There are a few businesses that offer wine tours but these are rather expensive, we preferred to take a look at the various bus routes around the island and work out if they passed a winery or two.

For the wineries Cavana Roussos, Estate Argyros, and the Santorini Brewing Company, take the bus to Kamari, tell the conductor where you want to get off and hopefully he will remember. They are all situated a couple of minutes walk away from each other. Also on the same bus route you will pass the Santorini Wine Museum and Artemis Karamolegos Winery, and then you can either carry onto Kamari beach or return to Fira. The bus to Akrotiri also passes a number of wineries overlooking the caldera including Santo winery and Ftelos brewery.

We ate at some lovely restaurants during our stay. Authentic Greek restaurant Mama Lena in Imerovigli was really nice, friendly staff, good food and inexpensive. Close to the Atlantis Hotel in Fira, you will find the wonderful Naoussa Restaurant with fantastic views and food to match. Our absolute favourite restaurant was Nicolas Taverna in the centre of Fira town, situated down one of the narrow streets. Authentic Greek cuisine, great wine, generous portions and great value for money.

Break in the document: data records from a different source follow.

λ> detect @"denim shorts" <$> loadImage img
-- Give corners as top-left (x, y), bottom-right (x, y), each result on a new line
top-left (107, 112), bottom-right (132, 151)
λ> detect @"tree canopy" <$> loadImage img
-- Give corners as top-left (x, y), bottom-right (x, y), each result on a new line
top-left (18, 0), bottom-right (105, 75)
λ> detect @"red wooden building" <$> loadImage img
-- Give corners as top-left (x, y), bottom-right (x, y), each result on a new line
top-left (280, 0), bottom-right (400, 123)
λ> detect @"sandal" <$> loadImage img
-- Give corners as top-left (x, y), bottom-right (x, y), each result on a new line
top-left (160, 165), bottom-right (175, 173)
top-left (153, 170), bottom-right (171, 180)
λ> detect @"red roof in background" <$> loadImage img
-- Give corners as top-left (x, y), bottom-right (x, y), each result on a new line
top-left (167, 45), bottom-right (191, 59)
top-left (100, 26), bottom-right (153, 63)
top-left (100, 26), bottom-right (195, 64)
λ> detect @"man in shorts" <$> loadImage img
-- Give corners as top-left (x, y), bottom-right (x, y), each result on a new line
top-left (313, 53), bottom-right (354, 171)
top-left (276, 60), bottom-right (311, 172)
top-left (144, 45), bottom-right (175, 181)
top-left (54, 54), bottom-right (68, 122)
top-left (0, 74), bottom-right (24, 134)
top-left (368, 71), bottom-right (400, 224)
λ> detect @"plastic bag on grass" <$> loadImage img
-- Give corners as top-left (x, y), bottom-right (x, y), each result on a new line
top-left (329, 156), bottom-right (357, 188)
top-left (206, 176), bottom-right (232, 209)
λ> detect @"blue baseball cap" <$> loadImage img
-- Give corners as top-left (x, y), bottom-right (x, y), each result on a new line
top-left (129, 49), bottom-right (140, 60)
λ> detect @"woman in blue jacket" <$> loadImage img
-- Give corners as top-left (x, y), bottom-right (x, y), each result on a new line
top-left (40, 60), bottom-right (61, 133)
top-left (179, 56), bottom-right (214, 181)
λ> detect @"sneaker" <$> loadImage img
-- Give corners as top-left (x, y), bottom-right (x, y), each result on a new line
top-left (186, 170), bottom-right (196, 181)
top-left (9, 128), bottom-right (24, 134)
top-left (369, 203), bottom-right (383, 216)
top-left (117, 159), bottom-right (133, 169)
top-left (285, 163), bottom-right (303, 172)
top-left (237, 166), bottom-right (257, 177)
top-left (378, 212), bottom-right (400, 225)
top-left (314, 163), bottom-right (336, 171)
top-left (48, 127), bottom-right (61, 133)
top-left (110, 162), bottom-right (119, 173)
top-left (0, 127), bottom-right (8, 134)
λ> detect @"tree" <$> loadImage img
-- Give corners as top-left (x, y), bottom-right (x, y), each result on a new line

As I have said before, the best way to get around the island is by bus. The central bus station in Fira is the best place to start your journey from as all routes start from there. There is a kiosk at the station where you can try to get information about which bus to take, most likely there will be dozens of people trying to do the same. Best thing to do is locate the timetable that will be stuck on the wall of the kiosk, take a photo, work out where you are going, and then listen out for the calls from the conductors to the various locations. They will tell you which queue to wait in, then when you start to board the bus you will pay, usually €2 in cash, for your ticket to the conductor standing at the door to the bus. It can be confusing at times and you may miss the bus the first time you try, but don’t give up, you’ll soon get the hang of it, and another bus will be leaving in 20 minutes or so!

Arriving at Santorini airport is slightly less stressful, there is a bus but good luck with that. Better to take a taxi or arrange a pickup from your hotel or accommodation, the taxi will be more expensive at around €40-50, though we negotiated down to €30 which is what your hotel should charge.

Our next stop was to Milos island. We caught the bus from Fira to the port, all very easy and straightforward, though make sure you give yourself plenty of time just in case the bus fills up and you have to find another way to get there, ie taxi.

We booked all our ferry tickets with Ferryhopper.com, it is much more straightforward than booking through the often confusing ferry companies websites themselves, and costs exactly the same.